Significance Statement

What is already known on this subject? Previous research birth cohorts have linked study data to vital records data, as have studies in countries with national databases. What does this study add? This provides evidence that linkage to vital records data is possible for a cohort based on a non-pregnancy topic, when data were collected over a long period and existence and timing of births is unknown. The linked women differed in small ways from the unlinked, being less mobile and having a slightly better cardiovascular risk profile.

Background

Pregnancy is not separate from health at other periods of life. Complications of pregnancy have been linked to later cardiovascular, metabolic, and cancer outcomes (Bonamy et al. 2011; Catov et al. 2011; Cnattingius et al. 2005; Nilsen et al. 2005). Many studies wish to make the best use of data already collected, and so may wish to add on pregnancy to an existing study of cardiovascular health, diabetes, or cancer, or a clinical trial. While such linkages are feasible in theory and straightforward in Scandinavian countries, in the U.S. and other countries without national registries, they present certain challenges. The number and date of birth of the children may not be known; participants’ names are likely to change; participants move from the state where they were enrolled.

We are unaware of other U.S.-based studies that have attempted to link vital records data for offspring information when the timing of the births was unknown and when the births occurred a long time after study participation. The Bogalusa Heart Study (BHS) is a long-running study of cardiovascular health in childhood, adolescence, and adulthood, including data on almost 6000 women. In this paper, we present the results of a linkage between female BHS participants and vital records data.

Methods

The BHS was begun in 1973 by Dr. Gerald Berenson (Berenson 2001). Surveys of the town’s schoolchildren were repeated approximately every 2 years through 1994, examining newly enrolled children as well as re-examining those previously enrolled, with reexamination of adults 18–50 between 1997 and 2009. Data collection on cardiovascular health and early aging is ongoing.

Birth Record Data Linkage

Louisiana birth records were available from 1982 to 2009 and fetal death records from 1999 to 2010, inclusive. In 1989, the US Standard Certificates and Reports issued a major revision to the Standard Certificate of Live Births (Freedman et al. 1988); this analysis includes records both from before and after the revision. Linkage of Louisiana birth record data to BHS data was completed using LinkPro v3.0 (InfoSoft, Inc., Winnipeg, MB) (Jaro 1995; Nitsch et al. 2006; Tromp et al. 2011) Fig. 1 presents the linkage flow graphically. For 1982–1989 records, linkage variables available included maternal last name, soundex code for last name, race, and year of birth. Soundex is a macro available in LinkPro that converts character variables to phonetic code in order to compensate for common discrepancies in names. Only observations that matched on all four variables were retained for review. This review entailed visual comparison of addresses in order to further confirm a true match.

Fig. 1
figure 1

Flowchart for linkage of Bogalusa Heart Study data to vital statistics data

From 1990 to 2009, a three stage linkage process was used, including deterministic record linkage based on maternal social security number (SSN), and probabilistic linkage when SSN was unavailable.

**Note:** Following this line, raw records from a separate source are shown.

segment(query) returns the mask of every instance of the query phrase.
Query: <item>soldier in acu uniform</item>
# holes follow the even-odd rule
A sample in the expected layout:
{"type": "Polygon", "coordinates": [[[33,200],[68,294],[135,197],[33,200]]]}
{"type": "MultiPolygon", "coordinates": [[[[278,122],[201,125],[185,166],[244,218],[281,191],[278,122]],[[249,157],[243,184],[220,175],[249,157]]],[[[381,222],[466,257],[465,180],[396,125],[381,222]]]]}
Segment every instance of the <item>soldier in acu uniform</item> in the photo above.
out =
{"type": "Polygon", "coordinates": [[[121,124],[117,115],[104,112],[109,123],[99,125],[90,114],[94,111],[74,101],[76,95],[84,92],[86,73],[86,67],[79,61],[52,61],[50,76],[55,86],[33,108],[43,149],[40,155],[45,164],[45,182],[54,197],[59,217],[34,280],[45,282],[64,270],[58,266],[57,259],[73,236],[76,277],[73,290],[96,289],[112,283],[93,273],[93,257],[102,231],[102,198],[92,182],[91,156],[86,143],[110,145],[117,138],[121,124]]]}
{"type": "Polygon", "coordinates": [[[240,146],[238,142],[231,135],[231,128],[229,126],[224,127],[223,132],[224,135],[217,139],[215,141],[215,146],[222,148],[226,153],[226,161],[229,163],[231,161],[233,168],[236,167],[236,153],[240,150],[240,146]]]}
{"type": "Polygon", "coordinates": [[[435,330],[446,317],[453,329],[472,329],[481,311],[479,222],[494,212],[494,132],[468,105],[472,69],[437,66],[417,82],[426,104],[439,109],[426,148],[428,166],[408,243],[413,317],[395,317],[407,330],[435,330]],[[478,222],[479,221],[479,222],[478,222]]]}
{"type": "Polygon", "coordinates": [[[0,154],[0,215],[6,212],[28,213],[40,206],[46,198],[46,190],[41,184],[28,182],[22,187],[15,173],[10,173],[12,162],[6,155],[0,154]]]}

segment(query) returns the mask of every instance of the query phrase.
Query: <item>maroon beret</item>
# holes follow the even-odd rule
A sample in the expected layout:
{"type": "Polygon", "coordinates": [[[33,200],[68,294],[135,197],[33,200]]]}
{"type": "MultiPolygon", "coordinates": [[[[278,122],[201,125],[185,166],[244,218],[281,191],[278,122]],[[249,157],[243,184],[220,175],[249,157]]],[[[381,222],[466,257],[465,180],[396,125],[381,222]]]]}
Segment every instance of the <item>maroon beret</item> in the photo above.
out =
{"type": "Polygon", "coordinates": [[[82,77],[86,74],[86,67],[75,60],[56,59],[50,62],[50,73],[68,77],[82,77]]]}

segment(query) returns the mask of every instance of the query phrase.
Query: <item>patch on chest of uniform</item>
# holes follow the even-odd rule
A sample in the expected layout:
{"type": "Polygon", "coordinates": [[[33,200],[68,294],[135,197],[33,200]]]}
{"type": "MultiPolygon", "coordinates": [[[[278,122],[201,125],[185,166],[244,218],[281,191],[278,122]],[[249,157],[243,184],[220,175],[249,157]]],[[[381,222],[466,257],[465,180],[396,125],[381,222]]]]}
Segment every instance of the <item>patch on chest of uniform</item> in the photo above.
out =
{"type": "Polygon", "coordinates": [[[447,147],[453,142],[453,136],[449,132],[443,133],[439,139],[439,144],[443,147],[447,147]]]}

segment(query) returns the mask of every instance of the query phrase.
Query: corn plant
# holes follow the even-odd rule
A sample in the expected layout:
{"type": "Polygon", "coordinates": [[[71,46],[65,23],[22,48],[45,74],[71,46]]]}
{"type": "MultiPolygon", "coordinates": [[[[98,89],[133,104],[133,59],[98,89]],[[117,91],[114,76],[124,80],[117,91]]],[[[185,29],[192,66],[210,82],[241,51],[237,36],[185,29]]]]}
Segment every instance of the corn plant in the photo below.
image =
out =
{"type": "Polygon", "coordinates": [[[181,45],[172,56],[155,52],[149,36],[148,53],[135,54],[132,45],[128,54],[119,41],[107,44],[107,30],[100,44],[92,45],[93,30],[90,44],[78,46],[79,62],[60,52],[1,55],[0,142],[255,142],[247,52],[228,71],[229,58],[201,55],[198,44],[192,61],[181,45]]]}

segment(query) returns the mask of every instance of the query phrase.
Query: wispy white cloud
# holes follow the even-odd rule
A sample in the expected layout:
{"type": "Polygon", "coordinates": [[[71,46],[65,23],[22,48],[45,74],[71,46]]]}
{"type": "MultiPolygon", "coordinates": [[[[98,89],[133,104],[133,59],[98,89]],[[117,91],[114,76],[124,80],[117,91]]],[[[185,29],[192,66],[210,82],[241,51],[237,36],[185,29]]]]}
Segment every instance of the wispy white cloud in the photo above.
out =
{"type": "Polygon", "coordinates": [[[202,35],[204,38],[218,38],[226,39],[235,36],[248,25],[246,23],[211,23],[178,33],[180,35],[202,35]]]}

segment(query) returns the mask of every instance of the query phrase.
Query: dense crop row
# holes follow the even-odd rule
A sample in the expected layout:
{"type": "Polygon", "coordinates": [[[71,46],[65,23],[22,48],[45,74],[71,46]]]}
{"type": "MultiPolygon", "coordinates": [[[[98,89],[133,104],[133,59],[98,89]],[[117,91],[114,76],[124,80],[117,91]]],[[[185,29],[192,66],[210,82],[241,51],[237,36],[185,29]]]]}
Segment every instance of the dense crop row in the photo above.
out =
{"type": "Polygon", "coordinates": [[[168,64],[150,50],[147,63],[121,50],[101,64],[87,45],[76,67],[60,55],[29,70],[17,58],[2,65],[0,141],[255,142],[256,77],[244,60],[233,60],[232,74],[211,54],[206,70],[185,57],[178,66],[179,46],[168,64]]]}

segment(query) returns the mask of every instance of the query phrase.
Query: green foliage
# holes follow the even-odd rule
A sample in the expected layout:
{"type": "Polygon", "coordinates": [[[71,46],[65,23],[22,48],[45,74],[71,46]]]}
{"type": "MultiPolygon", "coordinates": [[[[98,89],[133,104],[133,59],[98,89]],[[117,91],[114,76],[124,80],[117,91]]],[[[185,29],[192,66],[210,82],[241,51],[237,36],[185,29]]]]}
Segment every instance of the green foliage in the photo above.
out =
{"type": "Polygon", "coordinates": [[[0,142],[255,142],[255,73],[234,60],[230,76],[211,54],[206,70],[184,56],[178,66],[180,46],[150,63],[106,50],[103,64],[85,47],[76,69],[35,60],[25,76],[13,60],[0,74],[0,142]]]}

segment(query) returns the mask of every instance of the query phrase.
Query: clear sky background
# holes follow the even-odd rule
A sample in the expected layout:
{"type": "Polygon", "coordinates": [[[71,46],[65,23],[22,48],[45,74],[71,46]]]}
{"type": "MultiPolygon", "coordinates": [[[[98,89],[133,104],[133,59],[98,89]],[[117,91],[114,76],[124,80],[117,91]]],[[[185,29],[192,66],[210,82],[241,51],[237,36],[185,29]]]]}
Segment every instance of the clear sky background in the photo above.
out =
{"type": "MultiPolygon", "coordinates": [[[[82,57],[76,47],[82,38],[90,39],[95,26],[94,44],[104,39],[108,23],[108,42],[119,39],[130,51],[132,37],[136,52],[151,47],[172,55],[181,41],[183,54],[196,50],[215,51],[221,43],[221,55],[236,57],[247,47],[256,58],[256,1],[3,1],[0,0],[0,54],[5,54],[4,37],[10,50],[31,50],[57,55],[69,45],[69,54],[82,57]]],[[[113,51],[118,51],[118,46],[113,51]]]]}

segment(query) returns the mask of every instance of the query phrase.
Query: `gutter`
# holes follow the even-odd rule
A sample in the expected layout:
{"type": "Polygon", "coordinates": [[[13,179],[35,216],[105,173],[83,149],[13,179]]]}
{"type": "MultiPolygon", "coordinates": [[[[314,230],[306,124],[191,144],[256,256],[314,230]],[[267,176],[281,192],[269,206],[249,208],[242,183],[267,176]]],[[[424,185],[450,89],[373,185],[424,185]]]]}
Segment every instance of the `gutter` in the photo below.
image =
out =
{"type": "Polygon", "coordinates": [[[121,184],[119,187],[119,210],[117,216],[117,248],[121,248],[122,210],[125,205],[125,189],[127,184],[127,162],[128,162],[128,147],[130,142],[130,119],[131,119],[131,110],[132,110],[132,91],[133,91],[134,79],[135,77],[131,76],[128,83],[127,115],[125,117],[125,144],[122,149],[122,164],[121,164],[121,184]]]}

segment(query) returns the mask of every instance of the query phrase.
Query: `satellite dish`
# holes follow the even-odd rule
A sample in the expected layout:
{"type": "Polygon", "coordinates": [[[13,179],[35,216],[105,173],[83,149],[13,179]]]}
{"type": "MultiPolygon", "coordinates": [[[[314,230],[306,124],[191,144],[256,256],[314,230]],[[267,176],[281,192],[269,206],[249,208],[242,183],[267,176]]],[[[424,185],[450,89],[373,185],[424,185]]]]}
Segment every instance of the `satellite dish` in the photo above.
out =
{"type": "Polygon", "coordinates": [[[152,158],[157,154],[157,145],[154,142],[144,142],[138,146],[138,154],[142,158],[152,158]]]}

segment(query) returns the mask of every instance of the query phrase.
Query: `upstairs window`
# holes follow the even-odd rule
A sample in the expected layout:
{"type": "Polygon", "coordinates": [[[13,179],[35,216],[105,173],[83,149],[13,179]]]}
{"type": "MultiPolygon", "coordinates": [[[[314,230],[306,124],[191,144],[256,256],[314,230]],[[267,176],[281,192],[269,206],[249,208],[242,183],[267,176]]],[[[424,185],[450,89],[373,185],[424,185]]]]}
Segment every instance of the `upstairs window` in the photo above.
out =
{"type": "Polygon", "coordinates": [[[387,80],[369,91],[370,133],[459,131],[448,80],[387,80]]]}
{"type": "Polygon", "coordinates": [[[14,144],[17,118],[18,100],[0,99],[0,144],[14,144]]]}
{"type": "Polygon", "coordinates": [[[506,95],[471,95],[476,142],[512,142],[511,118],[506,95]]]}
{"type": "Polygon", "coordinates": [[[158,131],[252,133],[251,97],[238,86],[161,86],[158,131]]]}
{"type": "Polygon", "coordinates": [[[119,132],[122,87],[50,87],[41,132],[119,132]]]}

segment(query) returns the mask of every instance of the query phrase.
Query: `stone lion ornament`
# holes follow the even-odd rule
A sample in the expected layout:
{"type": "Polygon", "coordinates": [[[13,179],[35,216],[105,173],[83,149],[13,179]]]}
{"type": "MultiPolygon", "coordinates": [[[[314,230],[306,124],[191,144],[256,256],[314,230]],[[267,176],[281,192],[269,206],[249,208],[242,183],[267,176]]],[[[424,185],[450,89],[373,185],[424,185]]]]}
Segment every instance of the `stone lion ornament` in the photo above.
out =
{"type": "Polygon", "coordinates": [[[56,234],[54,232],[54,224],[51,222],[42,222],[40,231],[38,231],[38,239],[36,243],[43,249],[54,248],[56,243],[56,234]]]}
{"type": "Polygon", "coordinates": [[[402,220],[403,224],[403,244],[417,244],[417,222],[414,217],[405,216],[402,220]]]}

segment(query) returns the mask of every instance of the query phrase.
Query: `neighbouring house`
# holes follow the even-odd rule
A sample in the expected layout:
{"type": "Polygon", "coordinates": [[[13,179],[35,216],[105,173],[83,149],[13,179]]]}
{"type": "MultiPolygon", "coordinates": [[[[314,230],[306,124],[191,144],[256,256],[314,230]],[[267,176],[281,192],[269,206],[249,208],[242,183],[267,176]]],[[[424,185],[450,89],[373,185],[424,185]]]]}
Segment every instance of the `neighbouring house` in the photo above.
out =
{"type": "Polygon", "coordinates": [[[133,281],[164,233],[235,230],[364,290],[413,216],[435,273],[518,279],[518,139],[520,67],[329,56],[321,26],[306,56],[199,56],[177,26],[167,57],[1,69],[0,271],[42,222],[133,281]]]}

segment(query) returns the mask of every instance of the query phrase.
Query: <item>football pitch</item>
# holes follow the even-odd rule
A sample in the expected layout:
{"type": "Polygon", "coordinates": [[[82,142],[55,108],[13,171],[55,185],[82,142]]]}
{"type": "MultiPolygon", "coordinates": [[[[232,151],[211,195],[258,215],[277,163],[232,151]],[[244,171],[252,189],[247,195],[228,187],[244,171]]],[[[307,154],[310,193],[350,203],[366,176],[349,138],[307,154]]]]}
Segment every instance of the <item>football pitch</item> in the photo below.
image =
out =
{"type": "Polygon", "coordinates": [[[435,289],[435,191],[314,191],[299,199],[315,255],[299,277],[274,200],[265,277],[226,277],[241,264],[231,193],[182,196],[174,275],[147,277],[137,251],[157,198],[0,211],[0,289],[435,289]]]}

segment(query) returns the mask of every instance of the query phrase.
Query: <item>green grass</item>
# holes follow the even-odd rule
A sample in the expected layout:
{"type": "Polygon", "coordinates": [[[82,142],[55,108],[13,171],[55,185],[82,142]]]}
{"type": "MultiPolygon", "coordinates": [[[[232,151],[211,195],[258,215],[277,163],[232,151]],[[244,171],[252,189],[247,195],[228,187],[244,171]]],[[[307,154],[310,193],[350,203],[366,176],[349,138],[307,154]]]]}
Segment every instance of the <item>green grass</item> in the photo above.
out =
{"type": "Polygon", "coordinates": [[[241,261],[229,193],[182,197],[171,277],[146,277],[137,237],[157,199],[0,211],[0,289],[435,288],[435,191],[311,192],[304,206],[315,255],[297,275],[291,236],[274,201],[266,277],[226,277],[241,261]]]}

In Stage I, an exact match of social security number was sought for each woman with a non-missing SSN and was categorized as follows: 1:1 match (women with only one birth), 1:N match (women with multiple births), and unmatched (including truly nulliparous women and women with missing or potentially typo-error SSN in the birth records). All SSN matches (1:1 and 1:N) were considered definite matches.

Stage II was a probabilistic linkage among women who were previously unmatched by SSN and those who were missing SSN in the BHS data. Linkage was based on maternal date of birth (day, month, year), first name, last name, and Soundex codes for first and last names for a total of seven variables. Records that matched on 4 or fewer variables were excluded as non-matches. Records with exact matches on all seven variables were be classified as true-matches. The remaining records (those matched on 5 or 6 of the 7 variables) were reviewed manually and classified as either true-matches or non-matches. Given the panel design of the BHS, many individuals had repeated visits and occasionally different last names or dates of birth were recorded by study staff. The most frequently reported values were used as variables in the linkage macro, and any alternate values were used in manual review of records matching on 5, 6, or 7 of the variables. Manual review also entailed visual comparison address variables not used in the matching strategy.

Finally, Stage III of the linkage repeated Stage II this time using the child’s last name (and Soundex code) from the birth record and maternal last name from the BHS dataset to identify any remaining possible matches. The same rules for minimum number of matching variables and manual review for classification of non-matches and true-matches were applied.

Records with exact matches on all seven variables were classified as true-matches; matches on 5 or 6 the remaining records were reviewed manually. This manual review included checking for obvious typos in names, cross-checking race, and where available, comparing addresses. Addresses were used to decide whether or not to retain a match that may have only matched on 5, 6, or 7 of the other variables, but matching addresses was not a requirement for retaining a match as a true match. For the fetal death file (1999–2010), linkage was based on maternal date of birth and name, child’s last name, and associated Soundex codes.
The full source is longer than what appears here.